Transcrevo um pouco mais do bom texto sobre Annie no livro, assinado por R.F. Cousins:
“A extensão da habilidade de Girardot pode ser vista na sempre crescente diversidade de seus papéis, variando de delicados estudos de mulheres como vítimas, passando por melodramas sentimentais e comédias românticas até a farsa aberta à francesa. Em Proie pour l’ombre, ela interpretou uma mulher de carreira dividida entre o marido e o amante; em Vivre pour Vivre, teve uma atuação dignificante, e pouco reconhecida, como uma mulher enganada que perdoa o marido; em La Vieille Fille, fez um retrato delicado de uma solteirona recatada que se apaixona; e, em Traitement de choc, fez uma mulher vulnerável cuja beleza começa a fenecer e que mata um médico corrupto, um papel que exigia uma atuação mais robusta, mais física.”

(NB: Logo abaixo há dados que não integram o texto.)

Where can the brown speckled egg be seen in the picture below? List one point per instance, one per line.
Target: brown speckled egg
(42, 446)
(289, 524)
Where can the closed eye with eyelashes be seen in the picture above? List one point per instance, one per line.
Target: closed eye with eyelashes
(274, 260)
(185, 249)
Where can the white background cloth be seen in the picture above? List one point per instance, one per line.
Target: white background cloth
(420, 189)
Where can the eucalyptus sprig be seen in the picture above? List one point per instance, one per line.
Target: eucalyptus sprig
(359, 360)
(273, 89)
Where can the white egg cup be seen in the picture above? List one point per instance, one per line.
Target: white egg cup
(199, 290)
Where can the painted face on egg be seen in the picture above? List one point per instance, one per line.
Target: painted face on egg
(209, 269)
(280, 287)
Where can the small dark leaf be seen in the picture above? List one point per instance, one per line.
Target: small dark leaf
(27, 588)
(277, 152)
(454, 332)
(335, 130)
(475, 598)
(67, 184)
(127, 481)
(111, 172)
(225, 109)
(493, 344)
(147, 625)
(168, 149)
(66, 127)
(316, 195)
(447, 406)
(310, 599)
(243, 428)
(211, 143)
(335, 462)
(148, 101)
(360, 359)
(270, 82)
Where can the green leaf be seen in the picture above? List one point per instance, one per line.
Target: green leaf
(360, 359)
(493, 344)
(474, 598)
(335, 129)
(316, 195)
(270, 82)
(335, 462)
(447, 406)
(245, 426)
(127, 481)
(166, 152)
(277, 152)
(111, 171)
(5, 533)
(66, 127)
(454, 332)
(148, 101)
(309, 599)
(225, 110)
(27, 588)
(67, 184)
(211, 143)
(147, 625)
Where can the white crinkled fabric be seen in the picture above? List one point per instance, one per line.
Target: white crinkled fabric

“Papéis românticos mais tradicionais a se notar foram o da divorciada em La Française et l’Amour, o de Fernande uma ex-dançarina de strip-tease agora levando uma vida mais tranquila (Le Bâteau d’Émile), o de Kay, que está descobrindo o amor em Trois Chambres à Manhattan, e o da vivaz Françoise em Un Homme qui me Plaît. Poderosas performances foram dadas como uma professora de meia-idade que cai no ostracismo e é levada ao suicídio após um caso com um aluno em Mourir d’aimer, e como uma mãe com desejos incestuosos em Le Coeur à l’envers.”
Em 2006, anunciou-se que Annie sofria da síndrome de Alzheimer.
Volto ao site do Le Monde, duas horas depois de saber da notícia da morte de Annie, e vejo que eles fizeram um novo título, depois do simples e direto “Annie Girardot est morte”: “Annie Girardot, la disparition d’une icône du cinéma français”. Ah, melhor assim. Mais digno da estatura da atriz.
Por aqui, o Estadão registra a morte em dois parágrafos, sem chamada na home page. O Globo dá matéria decente, embora sem chamada na capa. Não acho uma linha na Folhaonline. O UOL dá notícia de oito parágrafos, também sem chamada na home.
Annie Girardot mereceria um tratamento muito melhor. Mas talvez sejam os portais brasileiros que não mereçam mesmo Annie Girardot.